Wicepremier Mateusz Morawiecki ujawnił Program Budowy Kapitału. Zakłada on wzmocnienie III filaru emerytalnego i zmiany w OFE. Nasze oszczędności i emerytury w przyszłości mają być wyższe niż dzisiaj.
Wicepremier Mateusz Morawiecki ujawnił Program Budowy Kapitału. Zakłada on wzmocnienie III filaru emerytalnego i zmiany w OFE. Nasze oszczędności i emerytury w przyszłości mają być wyższe niż dzisiaj.
/>
Dziennik Gazeta Prawna
Największą zaletą proponowanych zmian jest podniesienie poziomu składek emerytalnych na III filar. Wyniosłyby od 3,5 do nawet ponad 6 proc.

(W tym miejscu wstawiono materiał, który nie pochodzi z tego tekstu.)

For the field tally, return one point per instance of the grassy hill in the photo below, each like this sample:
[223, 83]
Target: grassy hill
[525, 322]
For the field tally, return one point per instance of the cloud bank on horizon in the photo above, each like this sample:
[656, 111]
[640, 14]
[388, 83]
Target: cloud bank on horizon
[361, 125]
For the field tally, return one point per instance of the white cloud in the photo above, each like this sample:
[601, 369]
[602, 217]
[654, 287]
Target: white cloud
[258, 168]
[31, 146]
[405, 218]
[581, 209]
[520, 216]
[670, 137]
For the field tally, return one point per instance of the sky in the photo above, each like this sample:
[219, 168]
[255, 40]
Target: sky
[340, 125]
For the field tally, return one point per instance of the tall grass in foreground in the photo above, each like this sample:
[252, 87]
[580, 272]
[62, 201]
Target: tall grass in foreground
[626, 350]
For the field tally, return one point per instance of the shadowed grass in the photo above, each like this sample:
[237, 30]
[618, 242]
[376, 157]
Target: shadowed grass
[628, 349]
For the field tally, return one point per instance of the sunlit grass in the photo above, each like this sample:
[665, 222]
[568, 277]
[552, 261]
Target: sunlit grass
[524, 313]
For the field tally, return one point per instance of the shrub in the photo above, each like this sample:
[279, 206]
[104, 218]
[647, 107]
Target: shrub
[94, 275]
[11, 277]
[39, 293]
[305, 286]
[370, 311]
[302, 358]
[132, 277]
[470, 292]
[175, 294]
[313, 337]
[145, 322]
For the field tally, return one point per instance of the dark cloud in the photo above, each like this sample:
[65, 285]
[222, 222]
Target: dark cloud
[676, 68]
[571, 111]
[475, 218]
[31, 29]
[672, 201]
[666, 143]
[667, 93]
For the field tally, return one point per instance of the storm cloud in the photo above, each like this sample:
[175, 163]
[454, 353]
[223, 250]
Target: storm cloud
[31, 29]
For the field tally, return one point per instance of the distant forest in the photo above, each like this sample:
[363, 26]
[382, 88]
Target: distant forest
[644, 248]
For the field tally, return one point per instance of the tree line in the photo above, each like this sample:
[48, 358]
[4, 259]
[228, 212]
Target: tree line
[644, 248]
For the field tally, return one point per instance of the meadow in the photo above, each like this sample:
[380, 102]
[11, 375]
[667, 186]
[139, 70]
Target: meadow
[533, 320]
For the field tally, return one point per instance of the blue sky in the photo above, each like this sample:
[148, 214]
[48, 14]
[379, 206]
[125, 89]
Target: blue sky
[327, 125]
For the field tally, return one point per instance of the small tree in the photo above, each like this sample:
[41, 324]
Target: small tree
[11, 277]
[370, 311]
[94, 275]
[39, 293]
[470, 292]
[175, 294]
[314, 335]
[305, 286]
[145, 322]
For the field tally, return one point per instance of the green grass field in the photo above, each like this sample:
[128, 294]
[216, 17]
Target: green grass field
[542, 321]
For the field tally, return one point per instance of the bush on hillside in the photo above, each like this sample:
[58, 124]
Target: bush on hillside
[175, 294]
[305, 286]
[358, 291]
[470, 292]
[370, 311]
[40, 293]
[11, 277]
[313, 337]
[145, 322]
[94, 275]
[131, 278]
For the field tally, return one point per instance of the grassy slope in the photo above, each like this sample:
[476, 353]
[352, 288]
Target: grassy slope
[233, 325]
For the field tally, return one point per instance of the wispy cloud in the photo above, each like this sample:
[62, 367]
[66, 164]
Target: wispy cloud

– To realizacja planów wsparcia budowy oszczędności emerytalnych przez pracodawców i budżet – mówi DGP wiceminister rodziny, pracy i polityki społecznej Marcin Zieleniecki.

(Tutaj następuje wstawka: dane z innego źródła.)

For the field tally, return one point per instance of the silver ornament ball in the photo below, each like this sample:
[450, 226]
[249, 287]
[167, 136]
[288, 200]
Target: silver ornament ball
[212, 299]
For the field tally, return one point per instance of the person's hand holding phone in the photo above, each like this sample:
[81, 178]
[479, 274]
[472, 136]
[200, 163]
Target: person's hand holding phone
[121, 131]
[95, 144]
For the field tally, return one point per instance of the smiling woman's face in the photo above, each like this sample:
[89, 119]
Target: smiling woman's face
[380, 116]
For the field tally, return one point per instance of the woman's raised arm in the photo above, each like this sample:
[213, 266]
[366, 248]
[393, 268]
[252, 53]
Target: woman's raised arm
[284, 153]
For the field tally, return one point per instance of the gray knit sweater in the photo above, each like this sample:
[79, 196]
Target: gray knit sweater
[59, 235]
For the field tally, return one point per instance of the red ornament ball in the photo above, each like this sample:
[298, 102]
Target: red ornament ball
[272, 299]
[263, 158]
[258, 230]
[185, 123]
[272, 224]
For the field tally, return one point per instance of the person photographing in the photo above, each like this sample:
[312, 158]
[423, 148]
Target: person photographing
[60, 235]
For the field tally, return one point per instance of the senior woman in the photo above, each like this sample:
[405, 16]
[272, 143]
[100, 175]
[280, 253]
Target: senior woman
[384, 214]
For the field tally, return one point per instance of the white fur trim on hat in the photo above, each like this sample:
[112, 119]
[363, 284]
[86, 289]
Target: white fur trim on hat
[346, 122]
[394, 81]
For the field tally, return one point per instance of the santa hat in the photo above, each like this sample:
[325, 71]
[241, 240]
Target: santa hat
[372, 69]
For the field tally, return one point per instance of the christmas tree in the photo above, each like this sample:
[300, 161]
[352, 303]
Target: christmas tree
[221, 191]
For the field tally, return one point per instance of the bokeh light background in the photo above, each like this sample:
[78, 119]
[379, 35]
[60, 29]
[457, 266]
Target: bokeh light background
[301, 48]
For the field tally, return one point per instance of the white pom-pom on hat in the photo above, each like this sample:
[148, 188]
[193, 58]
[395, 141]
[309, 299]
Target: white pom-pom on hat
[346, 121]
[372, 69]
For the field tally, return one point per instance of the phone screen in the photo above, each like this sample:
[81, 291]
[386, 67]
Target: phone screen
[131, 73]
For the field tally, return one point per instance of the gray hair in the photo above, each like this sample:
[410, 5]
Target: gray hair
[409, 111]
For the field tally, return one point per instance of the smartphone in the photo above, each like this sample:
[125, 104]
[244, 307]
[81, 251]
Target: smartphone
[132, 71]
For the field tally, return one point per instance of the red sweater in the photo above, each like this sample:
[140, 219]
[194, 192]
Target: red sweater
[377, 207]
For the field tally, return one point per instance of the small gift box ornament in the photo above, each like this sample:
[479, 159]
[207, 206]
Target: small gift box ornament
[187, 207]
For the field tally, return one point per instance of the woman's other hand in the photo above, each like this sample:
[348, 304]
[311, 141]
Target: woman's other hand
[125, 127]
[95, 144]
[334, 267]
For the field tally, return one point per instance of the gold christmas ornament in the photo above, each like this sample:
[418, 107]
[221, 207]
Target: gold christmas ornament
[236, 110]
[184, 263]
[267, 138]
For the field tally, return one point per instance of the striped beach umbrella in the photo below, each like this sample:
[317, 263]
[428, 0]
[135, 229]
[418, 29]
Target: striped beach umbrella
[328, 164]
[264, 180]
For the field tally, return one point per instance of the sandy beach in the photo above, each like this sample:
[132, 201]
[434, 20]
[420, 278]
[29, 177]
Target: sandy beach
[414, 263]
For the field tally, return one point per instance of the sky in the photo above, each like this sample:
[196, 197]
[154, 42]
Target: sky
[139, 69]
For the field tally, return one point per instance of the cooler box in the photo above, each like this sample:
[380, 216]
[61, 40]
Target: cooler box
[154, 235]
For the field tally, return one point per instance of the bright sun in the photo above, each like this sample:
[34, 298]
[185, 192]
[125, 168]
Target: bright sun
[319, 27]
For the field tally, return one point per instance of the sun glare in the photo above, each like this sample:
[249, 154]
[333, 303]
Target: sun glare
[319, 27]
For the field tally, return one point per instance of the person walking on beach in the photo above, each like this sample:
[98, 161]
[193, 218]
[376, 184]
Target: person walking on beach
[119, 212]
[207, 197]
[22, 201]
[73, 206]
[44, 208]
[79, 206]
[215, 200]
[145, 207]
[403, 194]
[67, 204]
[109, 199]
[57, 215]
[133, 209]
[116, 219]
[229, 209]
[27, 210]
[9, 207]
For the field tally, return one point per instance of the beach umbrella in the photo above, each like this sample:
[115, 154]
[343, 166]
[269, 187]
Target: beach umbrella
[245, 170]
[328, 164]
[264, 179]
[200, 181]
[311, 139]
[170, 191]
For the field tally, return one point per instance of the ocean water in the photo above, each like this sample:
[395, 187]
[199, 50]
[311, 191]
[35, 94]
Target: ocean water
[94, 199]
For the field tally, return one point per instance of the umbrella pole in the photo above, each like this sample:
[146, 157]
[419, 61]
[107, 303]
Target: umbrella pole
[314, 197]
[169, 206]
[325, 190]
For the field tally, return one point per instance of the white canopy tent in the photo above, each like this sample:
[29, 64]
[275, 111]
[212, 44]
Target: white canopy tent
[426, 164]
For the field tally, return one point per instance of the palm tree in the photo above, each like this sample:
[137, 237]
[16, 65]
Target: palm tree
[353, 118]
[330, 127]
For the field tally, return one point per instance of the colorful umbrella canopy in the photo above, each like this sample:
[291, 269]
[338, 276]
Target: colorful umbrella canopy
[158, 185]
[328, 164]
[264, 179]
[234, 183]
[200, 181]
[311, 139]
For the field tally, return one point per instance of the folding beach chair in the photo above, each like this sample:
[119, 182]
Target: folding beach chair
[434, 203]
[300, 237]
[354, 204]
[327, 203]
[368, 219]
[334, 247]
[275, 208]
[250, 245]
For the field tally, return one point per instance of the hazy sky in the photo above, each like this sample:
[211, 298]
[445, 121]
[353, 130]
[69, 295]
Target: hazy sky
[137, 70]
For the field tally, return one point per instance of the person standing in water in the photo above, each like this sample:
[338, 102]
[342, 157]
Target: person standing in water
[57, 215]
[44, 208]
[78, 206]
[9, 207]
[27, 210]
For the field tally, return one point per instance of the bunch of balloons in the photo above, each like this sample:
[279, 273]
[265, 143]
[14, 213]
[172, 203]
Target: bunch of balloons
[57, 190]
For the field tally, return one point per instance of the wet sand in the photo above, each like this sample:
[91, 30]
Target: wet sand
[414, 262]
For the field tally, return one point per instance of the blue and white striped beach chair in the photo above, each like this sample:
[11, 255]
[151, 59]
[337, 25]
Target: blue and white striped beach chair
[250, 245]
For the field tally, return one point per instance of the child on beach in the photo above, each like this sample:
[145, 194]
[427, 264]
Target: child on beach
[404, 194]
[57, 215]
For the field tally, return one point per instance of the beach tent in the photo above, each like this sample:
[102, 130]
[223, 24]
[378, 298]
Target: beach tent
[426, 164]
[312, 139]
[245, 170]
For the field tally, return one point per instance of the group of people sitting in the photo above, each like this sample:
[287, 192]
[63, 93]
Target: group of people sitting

Oznacza to, że na emeryturę oszczędzalibyśmy od 15 do nawet 30 proc. więcej niż przy obecnym poziomie składki w I i II filarze. Policzyliśmy, jak wzrosłaby stopa zastąpienia, czyli relacja pierwszej emerytury do ostatniej pensji dla osób, które skorzystałyby z tych rozwiązań. I tak:
dla osoby, która przepracowała 25 lat i chciała przejść na emeryturę, stopa zastąpienia przy obecnej składce płaconej na I i II filar wyniosłaby tylko 22 proc. Gdyby płaciła składkę o 3 proc. wyższą, byłoby to 25 proc., a przy składce wyższej o ponad 6 proc. stopa zastąpienia wzrosłaby do 30 proc.;dla osoby, która pracowała 40 lat i przechodzi na emeryturę w wieku 65 lat, dzisiejsza stopa zastąpienia wyniosłaby 43 proc., ale gdyby odkładała 3,5 proc. więcej, byłoby to już 49 proc. Przy składce wyższej o 6 proc. stopa zastąpienia wyniosłaby ok. 57 proc.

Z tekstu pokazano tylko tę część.